NEW YORK (CBSNewYork) -- A police chief in Pennsylvania investigating how a Baruch College student died after taking part in a fraternity ritual says not everyone who may have been involved is cooperating with authorities.

The Luzerne County Coroner said a preliminary autopsy report showed Chun Hsien "Michael" Deng died of "closed head injuries due to blunt force trauma."

The 19-year-old freshman and pledge at Pi Delta Psi died Monday while at a weekend retreat at a rented house in the Poconos with about three dozen fraternity members.

"Throughout this entire process, it's taken a long time to figure out what exactly happened because people have not been straightforward with us," Chief Harry Lewis with the Pocono Mountain Regional Police Department told CBS 2.

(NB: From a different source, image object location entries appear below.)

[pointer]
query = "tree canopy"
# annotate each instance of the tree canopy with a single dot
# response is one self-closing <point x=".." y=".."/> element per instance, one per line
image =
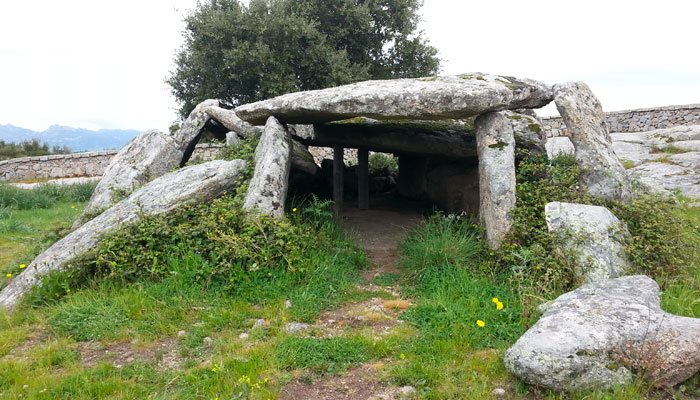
<point x="240" y="54"/>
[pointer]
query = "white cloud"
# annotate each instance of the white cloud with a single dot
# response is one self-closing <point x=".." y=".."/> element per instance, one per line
<point x="99" y="63"/>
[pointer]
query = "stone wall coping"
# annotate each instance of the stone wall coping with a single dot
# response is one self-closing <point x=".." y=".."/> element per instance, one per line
<point x="665" y="108"/>
<point x="87" y="154"/>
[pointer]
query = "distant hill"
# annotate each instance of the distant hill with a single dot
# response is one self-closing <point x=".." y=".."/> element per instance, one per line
<point x="77" y="139"/>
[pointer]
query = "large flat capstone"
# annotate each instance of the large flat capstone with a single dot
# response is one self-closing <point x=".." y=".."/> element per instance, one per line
<point x="596" y="335"/>
<point x="200" y="183"/>
<point x="432" y="98"/>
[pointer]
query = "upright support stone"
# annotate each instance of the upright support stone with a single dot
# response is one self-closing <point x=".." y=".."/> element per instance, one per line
<point x="412" y="175"/>
<point x="363" y="179"/>
<point x="267" y="190"/>
<point x="338" y="170"/>
<point x="495" y="146"/>
<point x="602" y="173"/>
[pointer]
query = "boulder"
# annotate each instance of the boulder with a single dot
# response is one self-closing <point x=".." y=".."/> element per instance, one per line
<point x="200" y="183"/>
<point x="230" y="121"/>
<point x="145" y="158"/>
<point x="594" y="234"/>
<point x="148" y="156"/>
<point x="527" y="131"/>
<point x="556" y="146"/>
<point x="432" y="98"/>
<point x="267" y="190"/>
<point x="496" y="149"/>
<point x="598" y="334"/>
<point x="602" y="173"/>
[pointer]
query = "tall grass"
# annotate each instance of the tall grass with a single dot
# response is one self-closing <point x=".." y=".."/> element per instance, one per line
<point x="44" y="196"/>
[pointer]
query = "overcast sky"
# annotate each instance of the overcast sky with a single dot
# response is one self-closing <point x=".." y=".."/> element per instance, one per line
<point x="102" y="63"/>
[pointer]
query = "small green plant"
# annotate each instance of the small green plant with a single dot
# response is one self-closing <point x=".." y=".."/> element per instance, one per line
<point x="379" y="161"/>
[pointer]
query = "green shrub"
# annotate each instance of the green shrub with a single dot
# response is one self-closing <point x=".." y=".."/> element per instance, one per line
<point x="379" y="161"/>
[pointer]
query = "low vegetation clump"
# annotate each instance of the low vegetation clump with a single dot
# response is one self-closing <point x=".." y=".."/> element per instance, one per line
<point x="195" y="303"/>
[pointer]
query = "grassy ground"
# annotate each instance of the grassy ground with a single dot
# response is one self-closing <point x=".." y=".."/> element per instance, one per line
<point x="181" y="336"/>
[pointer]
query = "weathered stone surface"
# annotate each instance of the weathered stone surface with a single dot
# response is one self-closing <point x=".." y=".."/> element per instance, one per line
<point x="146" y="157"/>
<point x="602" y="172"/>
<point x="200" y="183"/>
<point x="192" y="127"/>
<point x="666" y="179"/>
<point x="57" y="182"/>
<point x="432" y="98"/>
<point x="453" y="139"/>
<point x="559" y="145"/>
<point x="230" y="120"/>
<point x="527" y="131"/>
<point x="268" y="188"/>
<point x="496" y="149"/>
<point x="597" y="334"/>
<point x="595" y="234"/>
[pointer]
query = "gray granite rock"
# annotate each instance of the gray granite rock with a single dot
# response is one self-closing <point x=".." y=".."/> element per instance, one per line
<point x="666" y="179"/>
<point x="594" y="234"/>
<point x="596" y="335"/>
<point x="432" y="98"/>
<point x="602" y="173"/>
<point x="527" y="131"/>
<point x="267" y="190"/>
<point x="198" y="183"/>
<point x="146" y="157"/>
<point x="496" y="149"/>
<point x="559" y="145"/>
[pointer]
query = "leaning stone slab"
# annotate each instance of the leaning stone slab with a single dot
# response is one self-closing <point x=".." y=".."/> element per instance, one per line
<point x="432" y="98"/>
<point x="200" y="183"/>
<point x="148" y="156"/>
<point x="557" y="146"/>
<point x="230" y="120"/>
<point x="496" y="149"/>
<point x="596" y="335"/>
<point x="267" y="190"/>
<point x="602" y="173"/>
<point x="594" y="234"/>
<point x="145" y="158"/>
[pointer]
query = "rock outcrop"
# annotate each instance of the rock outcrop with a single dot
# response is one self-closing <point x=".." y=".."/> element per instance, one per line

"You would think that if a friend or someone is trying to pledge your organization and they're preaching friendship, trust and brotherhood -- is that they would come forward because a friend or brother died," Lewis added.

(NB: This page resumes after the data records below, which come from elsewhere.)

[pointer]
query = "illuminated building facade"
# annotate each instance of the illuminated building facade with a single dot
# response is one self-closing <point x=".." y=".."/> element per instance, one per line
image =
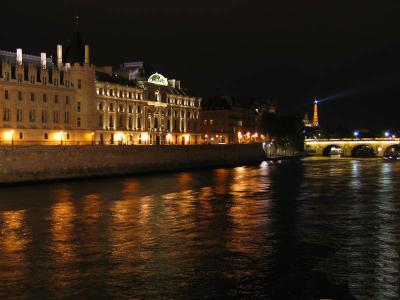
<point x="70" y="101"/>
<point x="224" y="122"/>
<point x="315" y="116"/>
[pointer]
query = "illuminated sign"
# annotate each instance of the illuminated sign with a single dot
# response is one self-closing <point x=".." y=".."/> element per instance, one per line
<point x="158" y="79"/>
<point x="43" y="60"/>
<point x="19" y="56"/>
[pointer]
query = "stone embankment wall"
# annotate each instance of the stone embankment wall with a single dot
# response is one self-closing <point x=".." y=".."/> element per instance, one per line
<point x="54" y="163"/>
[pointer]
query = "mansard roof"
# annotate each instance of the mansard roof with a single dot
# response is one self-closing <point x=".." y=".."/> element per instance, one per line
<point x="104" y="77"/>
<point x="27" y="59"/>
<point x="75" y="50"/>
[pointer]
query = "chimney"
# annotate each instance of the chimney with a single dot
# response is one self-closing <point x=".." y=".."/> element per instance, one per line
<point x="59" y="57"/>
<point x="19" y="56"/>
<point x="171" y="82"/>
<point x="43" y="60"/>
<point x="87" y="55"/>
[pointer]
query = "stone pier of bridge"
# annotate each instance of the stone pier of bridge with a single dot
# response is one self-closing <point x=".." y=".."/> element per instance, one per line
<point x="379" y="146"/>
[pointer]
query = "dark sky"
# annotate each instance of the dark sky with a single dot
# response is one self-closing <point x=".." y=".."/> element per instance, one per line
<point x="288" y="50"/>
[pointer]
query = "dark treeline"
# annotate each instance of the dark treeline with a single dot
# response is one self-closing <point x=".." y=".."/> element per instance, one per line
<point x="287" y="131"/>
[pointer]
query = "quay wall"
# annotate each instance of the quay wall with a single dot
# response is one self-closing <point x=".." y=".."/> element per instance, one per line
<point x="31" y="164"/>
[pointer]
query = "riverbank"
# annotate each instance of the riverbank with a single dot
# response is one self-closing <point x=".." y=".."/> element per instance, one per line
<point x="34" y="164"/>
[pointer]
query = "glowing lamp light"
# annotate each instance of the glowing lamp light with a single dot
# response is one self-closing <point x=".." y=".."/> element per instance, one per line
<point x="119" y="136"/>
<point x="58" y="136"/>
<point x="145" y="136"/>
<point x="9" y="135"/>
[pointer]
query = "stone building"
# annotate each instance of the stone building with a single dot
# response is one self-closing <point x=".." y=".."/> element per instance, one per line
<point x="223" y="121"/>
<point x="70" y="101"/>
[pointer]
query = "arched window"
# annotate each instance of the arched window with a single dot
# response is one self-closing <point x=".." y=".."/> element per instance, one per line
<point x="158" y="96"/>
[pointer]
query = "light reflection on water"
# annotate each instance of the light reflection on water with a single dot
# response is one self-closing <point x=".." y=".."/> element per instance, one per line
<point x="316" y="228"/>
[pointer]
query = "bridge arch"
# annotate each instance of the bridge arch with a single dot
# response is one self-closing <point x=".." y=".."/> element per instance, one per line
<point x="392" y="149"/>
<point x="363" y="150"/>
<point x="332" y="150"/>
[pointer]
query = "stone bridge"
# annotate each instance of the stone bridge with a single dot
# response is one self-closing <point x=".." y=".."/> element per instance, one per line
<point x="376" y="147"/>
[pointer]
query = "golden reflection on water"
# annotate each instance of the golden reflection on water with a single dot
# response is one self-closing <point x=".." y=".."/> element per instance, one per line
<point x="62" y="228"/>
<point x="184" y="179"/>
<point x="14" y="238"/>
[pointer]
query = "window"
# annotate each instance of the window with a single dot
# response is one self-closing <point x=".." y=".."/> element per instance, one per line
<point x="19" y="115"/>
<point x="66" y="117"/>
<point x="6" y="114"/>
<point x="55" y="117"/>
<point x="101" y="121"/>
<point x="158" y="96"/>
<point x="130" y="123"/>
<point x="111" y="122"/>
<point x="32" y="115"/>
<point x="44" y="116"/>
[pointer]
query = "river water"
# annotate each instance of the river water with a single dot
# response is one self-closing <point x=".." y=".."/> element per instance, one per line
<point x="306" y="229"/>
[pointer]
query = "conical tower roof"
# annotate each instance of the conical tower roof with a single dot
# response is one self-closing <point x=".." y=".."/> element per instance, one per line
<point x="75" y="50"/>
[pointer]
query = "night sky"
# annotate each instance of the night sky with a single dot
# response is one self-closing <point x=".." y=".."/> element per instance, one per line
<point x="291" y="51"/>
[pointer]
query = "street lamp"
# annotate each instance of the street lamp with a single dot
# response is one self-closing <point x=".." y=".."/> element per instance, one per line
<point x="12" y="137"/>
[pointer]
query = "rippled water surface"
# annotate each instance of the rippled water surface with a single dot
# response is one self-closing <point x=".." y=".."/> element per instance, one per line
<point x="315" y="228"/>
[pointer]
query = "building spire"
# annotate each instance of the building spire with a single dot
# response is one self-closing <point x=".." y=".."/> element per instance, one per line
<point x="315" y="117"/>
<point x="77" y="22"/>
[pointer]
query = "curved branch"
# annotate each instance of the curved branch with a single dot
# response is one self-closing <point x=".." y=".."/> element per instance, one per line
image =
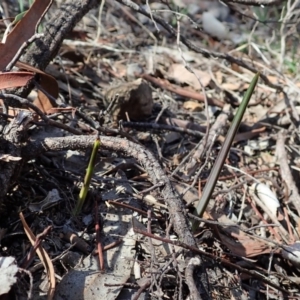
<point x="144" y="156"/>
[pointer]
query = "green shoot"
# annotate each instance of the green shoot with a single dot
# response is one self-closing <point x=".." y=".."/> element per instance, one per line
<point x="217" y="167"/>
<point x="87" y="179"/>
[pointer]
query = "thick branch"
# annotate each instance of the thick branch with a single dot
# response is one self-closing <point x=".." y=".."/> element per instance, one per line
<point x="145" y="157"/>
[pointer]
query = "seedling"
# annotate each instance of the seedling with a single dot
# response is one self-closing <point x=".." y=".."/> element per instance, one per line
<point x="87" y="179"/>
<point x="217" y="167"/>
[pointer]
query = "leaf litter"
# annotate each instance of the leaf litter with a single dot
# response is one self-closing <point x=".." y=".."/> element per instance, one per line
<point x="112" y="52"/>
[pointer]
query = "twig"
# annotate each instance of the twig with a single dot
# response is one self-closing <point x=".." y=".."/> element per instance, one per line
<point x="286" y="172"/>
<point x="253" y="273"/>
<point x="98" y="238"/>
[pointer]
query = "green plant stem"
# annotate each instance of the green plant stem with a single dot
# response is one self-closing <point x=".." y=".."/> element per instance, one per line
<point x="87" y="179"/>
<point x="215" y="172"/>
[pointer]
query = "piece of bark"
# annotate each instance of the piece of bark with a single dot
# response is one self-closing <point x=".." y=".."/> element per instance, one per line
<point x="133" y="98"/>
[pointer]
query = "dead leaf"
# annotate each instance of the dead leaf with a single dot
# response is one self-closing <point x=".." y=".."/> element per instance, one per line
<point x="8" y="158"/>
<point x="193" y="106"/>
<point x="14" y="79"/>
<point x="133" y="98"/>
<point x="239" y="242"/>
<point x="48" y="83"/>
<point x="179" y="73"/>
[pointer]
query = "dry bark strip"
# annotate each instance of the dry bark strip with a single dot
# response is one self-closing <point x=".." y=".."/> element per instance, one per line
<point x="44" y="49"/>
<point x="155" y="172"/>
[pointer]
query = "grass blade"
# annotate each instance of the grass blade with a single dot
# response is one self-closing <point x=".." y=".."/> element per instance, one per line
<point x="87" y="179"/>
<point x="215" y="172"/>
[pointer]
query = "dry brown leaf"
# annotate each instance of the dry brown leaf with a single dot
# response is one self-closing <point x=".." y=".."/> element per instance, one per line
<point x="133" y="98"/>
<point x="193" y="106"/>
<point x="48" y="83"/>
<point x="239" y="242"/>
<point x="8" y="158"/>
<point x="179" y="73"/>
<point x="14" y="79"/>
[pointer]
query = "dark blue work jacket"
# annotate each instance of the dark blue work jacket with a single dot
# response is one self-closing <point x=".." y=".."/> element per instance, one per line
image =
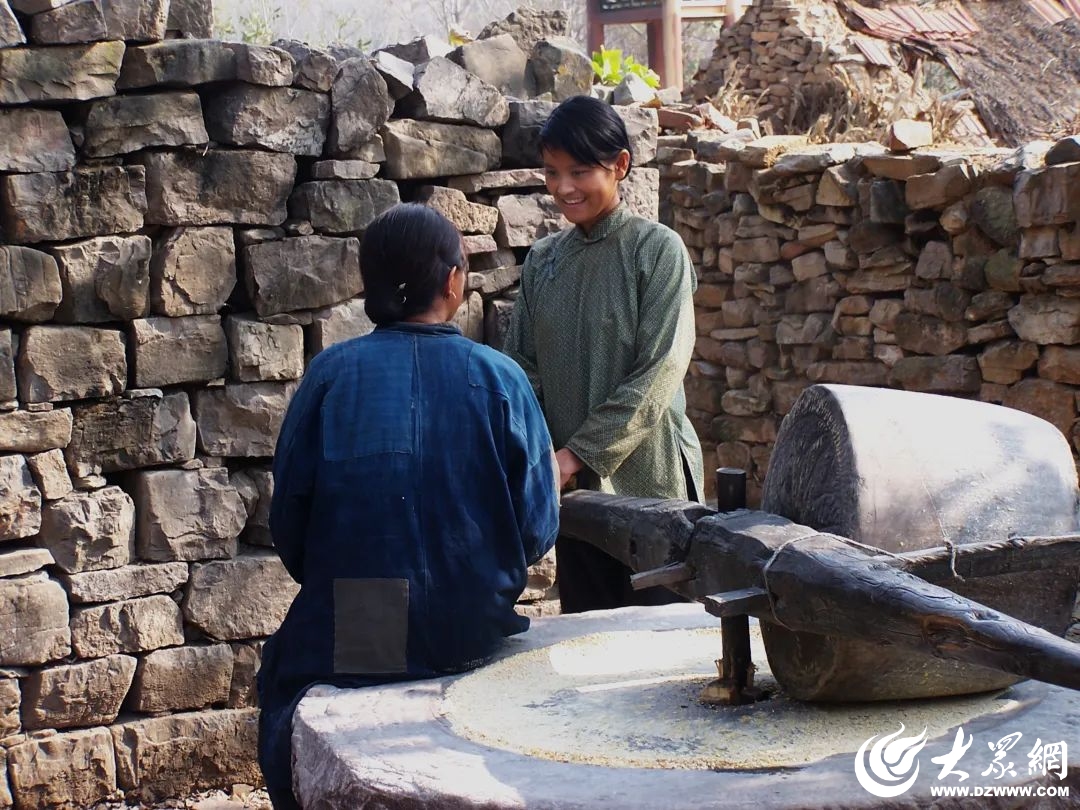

Authorities are in the process of interviewing about 30 people and are expected to file dozens of criminal charges, saying they'll prosecute anyone who was involved in what they describe as a hazing ritual.

According to a police affidavit, Deng, one of four pledges, suffered major brain trauma Sunday during an initiation ritual called the "glass ceiling."

Police said Deng was blindfolded and wearing a backpack loaded with 20 pounds of sand when he was forced to run a gauntlet while fraternity brothers physically tried to keep him from passing through by repeatedly shoving him to the ground.

"For this pledge they were very physical and that's what we're trying to determine, just the repeated acts of violence against him," Lewis said.

Deng was left "unconscious and unresponsive immediately after he fell" with "scratches and bruising on his knees," according to the affidavit. Investigators said Deng also had swelling to the back of his head.

At least one neighbor reported hearing loud yelling outside around the time of the ritual. Another neighbor told CBS 2's Don Champion he is troubled by what happened.

"Come up here, rent the house, come skiing, you know, don't go and haze.," Jim Tobey said.

Instead of calling 911, police said the frat brothers carried Deng inside and placed him by the fire, searched the Internet for his symptoms and changed his clothes, CBS 2's Kathryn Brown reported.

Then after waiting at least an hour and a half, three of the brothers drove him to a hospital 30 miles away, authorities said. There, Deng's mother arrived to find her son brain-dead and on life support. He died hours later.

Police said one of the brothers made a phone call from the hospital directing others back at the house to get rid of all fraternity items and another admitted to being the "pledge educator" in charge of Deng during the ritual, Brown reported.

Toxicology and alcohol tests for Deng came back negative. It's unclear whether any other members of the fraternity were tested for drugs or alcohol at the time.

Baruch College administrators said the school had no knowledge of the weekend retreat or even that Pi Delta Psi was rushing a pledge class.

Nationally, Pi Delta Psi has had hazing problems in recent years, CBS 2 has learned. Last year, the University of Florida chapter was suspended because of hazing. In spring of 2009 the Cornell University chapter was also put on provisional status after video tape surfaced of a pledge being hazed.

"If you're trying to make promises of a brotherhood fraternity to help each other, doing these acts in order to be that, I don't think it's worth it at all,' Lewis said.

Pi Delta Psi also said the event was "unsanctioned" and "strictly prohibited by our organization."

The fraternity is now suspended from Baruch College and the organization has suspended new pledging nationwide while it conducts its own investigation into what happened.